The following struct holds three things: The buffer (ByteSource), the provided
async function to turn bytes into the yielded item, and a future that represents
the progress through the current item being deserialized.
type Param = ByteSource;
pub struct FutureDeserializer<Func, Fut, Ret>
where
Func: FnMut(Param) -> Fut,
Fut: Future<Output = Ret>,
{
buf: Param,
func: Func,
fut: Pin<Box<Fut>>,
}
Calling new, takes an async function as a parameter, initializes the
ByteSource with a new, empty one, and initializes fut to the result of
calling the async function.
All deserialize then has to do is poll the future. If poll returned
Pending, deserialize returns None. If it returned Ready, deserialize
can return Some(value) and re-initialize fut to a new future from the stored
async function.
pub fn deserialize(&mut self) -> Option<Ret> {
let mut cx = Context::from_waker(Waker::noop());
match Future::poll(self.fut.as_mut(), &mut cx) {
Poll::Pending => None,
Poll::Ready(value) => {
self.fut = Box::pin((self.func)(self.buf.clone()));
Some(value)
}
}
}
Since there is no real executor here, there is no real context to pass to
poll. Therefore a no-op context is used. While this works well, it introduces
a subtlety. The function passed to new is async and can await other functions
called from its body. These nested async functions will also be called with the
no-op context and, if they were expecting a real context with a runtime, they
will not be able to register themselves to be woken when they are ready to
continue. Instead, they will have to rely on deserialize being called again.
It could be possible to create an async version of deserialize that uses the
caller’s context by calling the future with the caller’s context. But this
creates additional complication.

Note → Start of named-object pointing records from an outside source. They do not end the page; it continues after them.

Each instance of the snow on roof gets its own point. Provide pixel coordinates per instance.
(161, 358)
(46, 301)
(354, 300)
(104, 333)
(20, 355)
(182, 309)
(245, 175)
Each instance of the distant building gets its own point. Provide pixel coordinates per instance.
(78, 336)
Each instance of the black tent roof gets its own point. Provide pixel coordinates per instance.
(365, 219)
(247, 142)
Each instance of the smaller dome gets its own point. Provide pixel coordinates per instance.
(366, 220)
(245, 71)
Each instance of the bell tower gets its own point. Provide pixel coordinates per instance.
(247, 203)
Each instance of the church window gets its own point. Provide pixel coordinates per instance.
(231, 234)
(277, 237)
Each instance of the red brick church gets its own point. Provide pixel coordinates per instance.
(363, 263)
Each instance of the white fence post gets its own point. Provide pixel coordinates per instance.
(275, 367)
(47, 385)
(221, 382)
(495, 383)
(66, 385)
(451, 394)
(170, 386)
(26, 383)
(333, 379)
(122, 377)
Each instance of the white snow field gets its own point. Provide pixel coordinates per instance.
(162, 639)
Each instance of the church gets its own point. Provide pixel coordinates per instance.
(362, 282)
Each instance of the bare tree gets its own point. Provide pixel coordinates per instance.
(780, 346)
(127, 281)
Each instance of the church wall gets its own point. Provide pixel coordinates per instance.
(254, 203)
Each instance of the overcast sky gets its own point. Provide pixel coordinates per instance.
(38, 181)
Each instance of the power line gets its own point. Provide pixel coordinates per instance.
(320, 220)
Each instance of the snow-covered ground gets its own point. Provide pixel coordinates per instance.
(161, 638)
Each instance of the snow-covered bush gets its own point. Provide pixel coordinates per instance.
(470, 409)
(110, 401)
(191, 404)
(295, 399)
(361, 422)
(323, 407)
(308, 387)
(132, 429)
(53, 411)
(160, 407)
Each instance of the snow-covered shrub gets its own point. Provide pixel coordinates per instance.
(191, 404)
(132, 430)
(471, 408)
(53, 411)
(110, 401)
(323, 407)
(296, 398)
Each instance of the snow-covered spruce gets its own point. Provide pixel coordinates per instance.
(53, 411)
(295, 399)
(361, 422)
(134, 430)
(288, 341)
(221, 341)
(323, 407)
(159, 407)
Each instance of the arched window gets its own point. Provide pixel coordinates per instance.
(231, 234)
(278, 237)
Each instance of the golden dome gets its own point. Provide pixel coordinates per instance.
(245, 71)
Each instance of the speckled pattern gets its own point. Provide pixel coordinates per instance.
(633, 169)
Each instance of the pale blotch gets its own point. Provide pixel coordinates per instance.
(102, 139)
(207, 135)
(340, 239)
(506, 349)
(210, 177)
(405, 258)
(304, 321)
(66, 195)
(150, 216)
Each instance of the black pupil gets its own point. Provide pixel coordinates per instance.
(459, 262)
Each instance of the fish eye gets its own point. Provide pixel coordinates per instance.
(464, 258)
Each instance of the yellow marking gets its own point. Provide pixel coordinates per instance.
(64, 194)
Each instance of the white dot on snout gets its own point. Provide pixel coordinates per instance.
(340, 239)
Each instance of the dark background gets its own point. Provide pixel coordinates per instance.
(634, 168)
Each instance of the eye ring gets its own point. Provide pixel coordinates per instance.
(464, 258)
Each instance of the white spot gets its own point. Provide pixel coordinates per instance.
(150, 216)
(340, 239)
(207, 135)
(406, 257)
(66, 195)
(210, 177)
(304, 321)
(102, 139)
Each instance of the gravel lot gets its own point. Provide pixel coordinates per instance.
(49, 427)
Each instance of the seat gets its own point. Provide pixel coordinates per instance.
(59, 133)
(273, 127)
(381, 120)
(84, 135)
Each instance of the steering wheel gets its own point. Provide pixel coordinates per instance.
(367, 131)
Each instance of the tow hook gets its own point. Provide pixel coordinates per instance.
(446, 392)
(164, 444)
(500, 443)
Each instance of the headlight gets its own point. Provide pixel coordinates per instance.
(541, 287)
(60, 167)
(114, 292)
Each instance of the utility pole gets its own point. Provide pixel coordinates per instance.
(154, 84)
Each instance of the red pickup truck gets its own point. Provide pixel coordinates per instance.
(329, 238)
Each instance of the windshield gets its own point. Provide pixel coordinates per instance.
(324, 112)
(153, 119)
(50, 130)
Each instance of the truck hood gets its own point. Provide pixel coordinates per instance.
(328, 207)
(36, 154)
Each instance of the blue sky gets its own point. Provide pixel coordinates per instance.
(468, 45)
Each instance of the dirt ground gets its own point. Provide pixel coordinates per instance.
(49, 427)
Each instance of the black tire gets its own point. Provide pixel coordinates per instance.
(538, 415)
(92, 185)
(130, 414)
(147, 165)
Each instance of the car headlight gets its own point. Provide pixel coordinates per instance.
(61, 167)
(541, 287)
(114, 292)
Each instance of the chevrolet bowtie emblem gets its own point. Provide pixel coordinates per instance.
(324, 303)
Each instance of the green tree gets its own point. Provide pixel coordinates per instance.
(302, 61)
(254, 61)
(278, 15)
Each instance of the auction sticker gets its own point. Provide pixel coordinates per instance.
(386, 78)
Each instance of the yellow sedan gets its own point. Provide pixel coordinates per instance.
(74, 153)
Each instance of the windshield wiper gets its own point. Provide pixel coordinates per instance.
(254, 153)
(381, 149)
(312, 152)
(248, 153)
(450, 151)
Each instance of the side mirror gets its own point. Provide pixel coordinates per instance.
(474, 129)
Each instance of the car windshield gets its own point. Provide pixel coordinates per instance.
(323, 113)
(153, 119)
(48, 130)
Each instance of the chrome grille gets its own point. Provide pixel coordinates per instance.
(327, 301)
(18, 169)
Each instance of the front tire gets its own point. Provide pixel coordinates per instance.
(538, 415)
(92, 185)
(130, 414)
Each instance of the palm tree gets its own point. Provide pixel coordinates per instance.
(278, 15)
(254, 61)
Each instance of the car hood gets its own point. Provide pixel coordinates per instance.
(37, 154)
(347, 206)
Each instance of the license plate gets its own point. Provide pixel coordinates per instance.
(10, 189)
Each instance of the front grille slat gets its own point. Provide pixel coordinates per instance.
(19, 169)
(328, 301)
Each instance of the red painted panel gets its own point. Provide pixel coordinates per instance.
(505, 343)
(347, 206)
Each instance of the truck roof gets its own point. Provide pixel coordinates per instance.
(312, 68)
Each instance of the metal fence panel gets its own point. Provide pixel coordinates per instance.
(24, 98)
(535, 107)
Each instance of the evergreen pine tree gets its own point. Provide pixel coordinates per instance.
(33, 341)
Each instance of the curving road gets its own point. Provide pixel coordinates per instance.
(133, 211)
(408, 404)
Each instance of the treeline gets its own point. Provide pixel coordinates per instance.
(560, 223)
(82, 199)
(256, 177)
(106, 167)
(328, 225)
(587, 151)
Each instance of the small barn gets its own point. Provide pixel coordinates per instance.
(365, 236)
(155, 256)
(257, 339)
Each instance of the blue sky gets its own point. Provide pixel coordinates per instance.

To match the behavior of the sync version, the
async version must fully return None when the ByteSource has too few bytes,
but await when any other await point is hit.
In testing, the stateful deserializer performed slightly worse than the future deserializer in all cases. However, the performance differences between the simple deserializer and the future deserializer were less conclusive.
In cases with low fragmentation, the simple deserializer performs much better than its future based counterpart. In cases with high fragmentation, the performance of the future deserializer is able to pull ahead. In real scenarios fragmentation is not likely to be extreme. However, the performance was tested with a small struct that serializes to a binary format very well. It is possible that a format that requires more complex parsing, or a much larger struct itself, could see more gains from the smarter retry technique.